Royal Reviews November 2013, Issue 1 | Page 29

I put the idea to the back of my mind until a few months later, when the library had a visitor from New York. She asked if I had seen the lock of Jane’s hair – cut off after her death as a keepsake - on display at the cottage down the road. Then she related the story of the couple who donated it – American collectors of Austen memorabilia, both now deceased, who had bought it at auction at Sotheby’s in 1948. ‘And did you know,’ she said, ‘that before they handed it over to the museum, they had it tested for arsenic?’

Alarm bells rang inside my head. The hair had tested positive for arsenic. So Jane Austen died with poison in her body. Why? How? The beginnings of a novel began to form. I already had plenty of research material for the book, provided by the Austen family archives housed in the library. Working in that room, knowing that Jane Austen herself had spent many hours reading and possibly writing in that same space, was an amazing experience. It brought the Austen family – the people I was writing about – to life in a way that felt very different to anything I’d worked on before. Sometimes it was as if I could hear voices whispering in my ear.
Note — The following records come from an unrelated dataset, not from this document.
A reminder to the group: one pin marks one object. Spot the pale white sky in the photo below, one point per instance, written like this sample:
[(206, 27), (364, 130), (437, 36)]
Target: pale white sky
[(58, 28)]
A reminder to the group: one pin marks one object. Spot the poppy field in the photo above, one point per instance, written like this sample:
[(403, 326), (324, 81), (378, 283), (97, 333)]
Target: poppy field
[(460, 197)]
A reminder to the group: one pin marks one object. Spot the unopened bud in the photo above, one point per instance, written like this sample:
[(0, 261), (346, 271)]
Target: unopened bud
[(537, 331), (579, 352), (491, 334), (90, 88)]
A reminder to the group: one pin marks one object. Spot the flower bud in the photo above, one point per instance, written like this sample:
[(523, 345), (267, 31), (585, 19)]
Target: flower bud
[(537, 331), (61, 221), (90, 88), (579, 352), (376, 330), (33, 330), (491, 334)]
That might sound outlandish but it’s the only way I can describe how the novel took me over.

I also did a lot of research about the use of arsenic in the early nineteenth century. I came across an excellent book called ‘The Arsenic Century’ by Professor James C. Whorton, which gives a fascinating insight into the use and misuse of arsenic at the time Jane Austen was alive. In 1817 – the year she died – arsenic was being used in everything from wallpaper to candy. The tasteless, odourless white powder was also used for rat poison and could be bought from any grocer’s shop in England with no questions asked. People were poisoned by accident if it got mistaken for baking powder. Could Jane have been poisoned in that way, or by some substance containing arsenic in the cottage where she lived? I ruled that out because she shared the house with her mother, her sister, and a family friend - all of whom outlived her by several decades. A second possibility was that she was given medicine containing arsenic for an illness that may not have killed her (arsenic was considered a ‘wonder drug’ at that time but was later proved to be therapeutically useless, as well as potentially lethal). The third possibility was that she was deliberately poisoned. Who would do such a thing? And why?
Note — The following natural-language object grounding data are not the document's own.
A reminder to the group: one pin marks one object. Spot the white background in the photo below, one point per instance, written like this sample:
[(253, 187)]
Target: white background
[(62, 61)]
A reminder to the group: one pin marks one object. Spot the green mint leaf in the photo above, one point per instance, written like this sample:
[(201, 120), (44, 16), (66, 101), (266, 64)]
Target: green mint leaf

As I contemplated these questions I thought about Jane’s best friend, Anne Sharp, to whom the author wrote one of her last letters. Anne lived until 1853 – long enough to hear about the discovery of the Marsh Test. Developed in 1836, it enabled the analysis of human remains for the presence of arsenic. What would you do, I wondered, if you suspected your best friend had been poisoned and you were in possession of a lock of her hair?